Do you hate your small kitchen? Yes, designing a smaller sized kitchen can be a challenge especially if you require more storage space or if navigating the room is a bit difficult. Now is the time to implement clever design tricks to create a sense of openness while maximizing function. Here are some easy ways to get the most out of your small kitchen.
Consider an Open Island Cart
The idea of a traditional island may sound appealing but if it’s not realistic for the space you’re working with opt for an open island cart. An island cart that is open on all sides is ideal because it provides a barely there look while providing lots of useful storage area. If the island cart is movable you can always push the cart against the counter when you need to navigate the kitchen.
Floating Open Shelves
The floating open shelves look isn’t a new concept but a trendy alternative to the solution is to install a few open shelves above your main wall of cabinets. This provides extra storage areas without boxing in sight lines. In addition, a floating shelf peninsula provides a great visual spot to place items and your guests will free to grab items that they might need.

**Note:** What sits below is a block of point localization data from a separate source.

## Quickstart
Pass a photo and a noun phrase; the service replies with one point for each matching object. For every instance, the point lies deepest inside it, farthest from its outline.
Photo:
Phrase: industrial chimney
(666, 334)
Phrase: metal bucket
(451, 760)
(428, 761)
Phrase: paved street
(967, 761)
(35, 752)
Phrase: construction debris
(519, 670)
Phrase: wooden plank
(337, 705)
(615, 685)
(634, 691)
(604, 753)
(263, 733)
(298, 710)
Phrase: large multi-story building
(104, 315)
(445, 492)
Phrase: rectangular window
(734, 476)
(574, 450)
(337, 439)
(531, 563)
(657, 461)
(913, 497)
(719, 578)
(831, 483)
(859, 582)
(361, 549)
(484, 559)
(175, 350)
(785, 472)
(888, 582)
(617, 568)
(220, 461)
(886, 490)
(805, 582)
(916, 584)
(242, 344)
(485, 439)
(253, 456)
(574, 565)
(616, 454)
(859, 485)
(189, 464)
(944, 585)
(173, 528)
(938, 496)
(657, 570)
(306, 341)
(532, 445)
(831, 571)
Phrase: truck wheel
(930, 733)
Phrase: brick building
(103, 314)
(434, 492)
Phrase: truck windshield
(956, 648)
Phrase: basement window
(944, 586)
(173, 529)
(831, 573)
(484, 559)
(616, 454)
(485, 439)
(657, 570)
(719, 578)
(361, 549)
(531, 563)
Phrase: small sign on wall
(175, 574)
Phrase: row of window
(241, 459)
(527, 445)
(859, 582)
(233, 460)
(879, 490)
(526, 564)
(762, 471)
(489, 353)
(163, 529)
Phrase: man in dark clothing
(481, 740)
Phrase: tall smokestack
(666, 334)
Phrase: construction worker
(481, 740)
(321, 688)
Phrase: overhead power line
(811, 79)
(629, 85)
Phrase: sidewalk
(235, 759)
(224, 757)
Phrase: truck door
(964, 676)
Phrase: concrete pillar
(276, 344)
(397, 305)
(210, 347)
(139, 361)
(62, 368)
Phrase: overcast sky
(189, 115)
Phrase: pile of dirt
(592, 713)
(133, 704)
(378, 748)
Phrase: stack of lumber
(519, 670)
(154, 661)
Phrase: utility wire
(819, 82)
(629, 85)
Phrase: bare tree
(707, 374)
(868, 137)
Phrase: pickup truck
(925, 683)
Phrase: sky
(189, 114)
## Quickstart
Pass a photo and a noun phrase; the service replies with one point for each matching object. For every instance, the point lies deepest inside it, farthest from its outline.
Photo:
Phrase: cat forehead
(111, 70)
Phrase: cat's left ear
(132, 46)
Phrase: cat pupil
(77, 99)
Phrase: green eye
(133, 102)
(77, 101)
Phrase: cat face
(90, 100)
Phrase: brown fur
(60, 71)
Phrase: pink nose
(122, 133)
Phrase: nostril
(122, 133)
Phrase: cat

Move the Kitchen Cabinets Higher
Generally, upper kitchen cabinets start at least twenty inches above the counter. However, if your kitchen is feeling especially tiny you can create a sense of openness by starting them 25-30 inches higher than normal. Believe it or not, the visual break in design can make a huge impact. You just may have to use a stool to reach in the cabinets.
A Mirrored Backsplash
Another way you can make a tiny kitchen feel spacious is to install a mirrored backsplash over the kitchen sink. If you don’t have an open wall, the mirrored backsplash will give the illusion of more depth beyond the counters.
Contrasting Dark or Light
When it comes to making a kitchen feel larger you may think using darker colors will have the opposite effect. However, contrasting with light and dark hues will have an optical effect that actually makes the kitchen seem larger than it actually is. For instance, using shades of grey or brown against white countertops makes the wall visually recede.